Conseguiu se instalar fechando parcialmente a passagem de água com tijolos e cimento recolhido em obras pela rua. Ele diz que nunca teve problemas de inundações.
No espaço em que não cabia de pé, colocou o colchão sobre um pallet de madeira. Um filete de esgoto escorria pela passagem que deixara na “reforma do buraco” e passava por baixo de onde dormia.
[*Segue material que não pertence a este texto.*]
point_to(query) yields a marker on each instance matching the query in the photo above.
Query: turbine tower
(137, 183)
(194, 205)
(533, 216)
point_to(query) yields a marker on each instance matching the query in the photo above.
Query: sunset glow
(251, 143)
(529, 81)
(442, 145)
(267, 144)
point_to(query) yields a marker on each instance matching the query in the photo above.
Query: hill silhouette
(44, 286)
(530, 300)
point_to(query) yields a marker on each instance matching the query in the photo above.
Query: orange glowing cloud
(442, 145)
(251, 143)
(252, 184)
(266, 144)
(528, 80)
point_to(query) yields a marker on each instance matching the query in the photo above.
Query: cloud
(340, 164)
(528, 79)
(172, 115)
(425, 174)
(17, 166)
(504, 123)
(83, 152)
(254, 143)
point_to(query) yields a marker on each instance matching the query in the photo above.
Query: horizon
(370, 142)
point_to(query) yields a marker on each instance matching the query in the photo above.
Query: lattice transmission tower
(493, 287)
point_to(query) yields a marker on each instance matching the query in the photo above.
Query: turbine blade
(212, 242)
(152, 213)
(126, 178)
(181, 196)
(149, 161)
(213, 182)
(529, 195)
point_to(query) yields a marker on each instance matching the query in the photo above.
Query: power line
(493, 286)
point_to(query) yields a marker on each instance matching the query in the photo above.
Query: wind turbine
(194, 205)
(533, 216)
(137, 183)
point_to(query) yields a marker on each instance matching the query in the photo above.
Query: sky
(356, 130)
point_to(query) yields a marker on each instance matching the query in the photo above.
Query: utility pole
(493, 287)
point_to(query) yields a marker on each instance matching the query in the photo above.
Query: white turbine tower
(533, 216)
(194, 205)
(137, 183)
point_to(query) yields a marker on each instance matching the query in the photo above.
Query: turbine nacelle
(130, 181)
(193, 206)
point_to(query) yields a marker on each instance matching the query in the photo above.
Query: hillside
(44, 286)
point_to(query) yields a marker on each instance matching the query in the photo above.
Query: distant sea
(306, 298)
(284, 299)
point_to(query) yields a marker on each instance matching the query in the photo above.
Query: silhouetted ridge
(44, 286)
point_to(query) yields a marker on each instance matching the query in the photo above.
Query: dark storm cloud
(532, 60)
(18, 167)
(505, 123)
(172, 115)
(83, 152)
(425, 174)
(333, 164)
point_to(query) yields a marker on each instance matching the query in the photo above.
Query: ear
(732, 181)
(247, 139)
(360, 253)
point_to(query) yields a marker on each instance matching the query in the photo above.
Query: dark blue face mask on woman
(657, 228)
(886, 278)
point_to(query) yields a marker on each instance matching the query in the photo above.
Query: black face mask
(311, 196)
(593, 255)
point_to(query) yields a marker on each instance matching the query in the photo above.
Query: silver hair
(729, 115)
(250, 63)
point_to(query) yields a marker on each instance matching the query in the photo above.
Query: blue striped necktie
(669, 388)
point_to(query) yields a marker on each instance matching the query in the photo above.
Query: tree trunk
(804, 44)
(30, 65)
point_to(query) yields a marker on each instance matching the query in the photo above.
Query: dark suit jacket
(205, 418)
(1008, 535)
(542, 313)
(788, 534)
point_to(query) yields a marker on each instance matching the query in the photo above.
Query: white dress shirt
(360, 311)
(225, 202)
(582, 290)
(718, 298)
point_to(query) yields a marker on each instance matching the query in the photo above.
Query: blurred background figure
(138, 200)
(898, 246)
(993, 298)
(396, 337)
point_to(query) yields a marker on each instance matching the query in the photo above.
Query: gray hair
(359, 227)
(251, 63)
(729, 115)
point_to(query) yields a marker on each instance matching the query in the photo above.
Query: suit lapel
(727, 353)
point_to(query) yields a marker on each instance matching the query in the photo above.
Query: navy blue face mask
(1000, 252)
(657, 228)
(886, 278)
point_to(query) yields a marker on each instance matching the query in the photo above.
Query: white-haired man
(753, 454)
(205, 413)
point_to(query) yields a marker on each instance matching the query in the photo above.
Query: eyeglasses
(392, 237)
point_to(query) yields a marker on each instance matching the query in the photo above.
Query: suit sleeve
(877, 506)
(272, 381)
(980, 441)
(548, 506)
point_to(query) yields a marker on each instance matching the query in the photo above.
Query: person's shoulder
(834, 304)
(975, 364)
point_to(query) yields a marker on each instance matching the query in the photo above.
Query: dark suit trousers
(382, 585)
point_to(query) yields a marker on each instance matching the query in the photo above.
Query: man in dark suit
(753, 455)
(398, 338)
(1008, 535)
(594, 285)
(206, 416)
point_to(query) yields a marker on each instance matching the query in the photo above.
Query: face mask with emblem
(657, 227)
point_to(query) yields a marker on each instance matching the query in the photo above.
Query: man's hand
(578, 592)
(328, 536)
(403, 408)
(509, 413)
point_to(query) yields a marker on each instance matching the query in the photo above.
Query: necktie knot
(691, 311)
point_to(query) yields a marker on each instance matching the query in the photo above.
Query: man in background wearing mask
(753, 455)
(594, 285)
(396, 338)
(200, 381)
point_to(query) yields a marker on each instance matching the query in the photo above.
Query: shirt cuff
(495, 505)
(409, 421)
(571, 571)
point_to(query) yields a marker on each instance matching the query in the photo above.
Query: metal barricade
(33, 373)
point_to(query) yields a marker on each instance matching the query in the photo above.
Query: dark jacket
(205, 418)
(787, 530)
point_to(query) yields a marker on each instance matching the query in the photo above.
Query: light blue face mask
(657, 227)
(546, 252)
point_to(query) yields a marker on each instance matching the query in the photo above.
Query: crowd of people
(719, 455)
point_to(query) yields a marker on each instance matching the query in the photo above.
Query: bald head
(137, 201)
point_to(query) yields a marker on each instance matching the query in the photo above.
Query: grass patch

Ali, na altura da ponte do Limão, zona norte, construiu sua casa’. A vida girava em torno do crack e da sujeira que corre à céu aberto bem no meio da maior cidade do país.
Em uma caixa, guardava poucas mudas de roupa e pacotes de vela. Isso e alguns galões de gasolina para vender aos motoristas que tivessem problemas na marginal.
Criou uma horta em pneus que o rio trazia. Couve, tomate… Maconha. “Joguei umas sementes que havia fumado e nasceu”, lembra e se diverte.
Marcus nunca estava só. O rio e a pedra lhe bastavam. Pelo menos era o que pensava.
FRANCINE
“Cinco de junho de 2012. Lembro também a hora se você quiser saber” , diz Marcus. “Nesse dia vi a Francine na frente da favela.”
Normalmente sujo e mal vestido, a partir desse dia ele passou a frequentar mais vezes uma bica próxima às margens do rio e começou a andar o mais limpo que pudesse.
Francine de Lima, 30, saíra de casa havia pouco tempo. O crack já lhe roubara dez quilos e a vida em família.
“Olhei para ele e soube que queria esse homem”, diz. “Não queria descer lá [no Tietê] por nada, mas na minha loucura fui ver. Fiquei.”
O nojo inicial logo se dissipou. “Barata tinha, mas rato nunca vi ali”, afirma ela.
Não demorou para Marcus largar o tráfico e perceber que sua vida estava mudando.
A “patricinha” da zona norte, filha de família de classe média, transformou a rotina no buraco do Tietê.
Quando ela “chegava doidona” era ele quem a colocava para dormir. Marcus ia à feira para garantir a salada de frutas da companheira.
Nessa época, não foram poucas as pessoas que tentavam se aproximar. Ele sempre rechaçava.
No final 2012, uma foto do casal levou uma equipe da TV Record até a beira do Tietê. Após a exibição da reportagem “continuamos nossa vida, normal”, diz ele.
O Ano Novo chegou e logo no primeiro dia de 2013, um conhecido, diz Marcus, lhe estendeu a mão para sair do esgoto. Ainda que não mantenham mais contato, ele garante que sempre será grato.
Durante 28 dias, o casal se internou para um breve período de desintoxicação.
Quando saíram, a realidade ameaçava engoli-los. As recaídas vieram para ambos. As oportunidades também.
Francine conseguiu um emprego numa clínica ortopédica, na zona sul. Marcus começou a se virar, pintando parede e fazendo bicos.
Ela diz que hoje consegue entender o que viveu. “Não tenho vergonha disso. Cada um tem sua história.”
Com uma renda de cerca de R$ 2.000, há um ano o casal aluga um quarto de R$ 600 numa casa na Vila Mariana.
Televisão de tela plana, micro-ondas, iPhone, o casal experimenta agora o que não podia ter no esgoto.”O Tietê me ensinou muito, mas não volto mais para lá”, diz Marcus.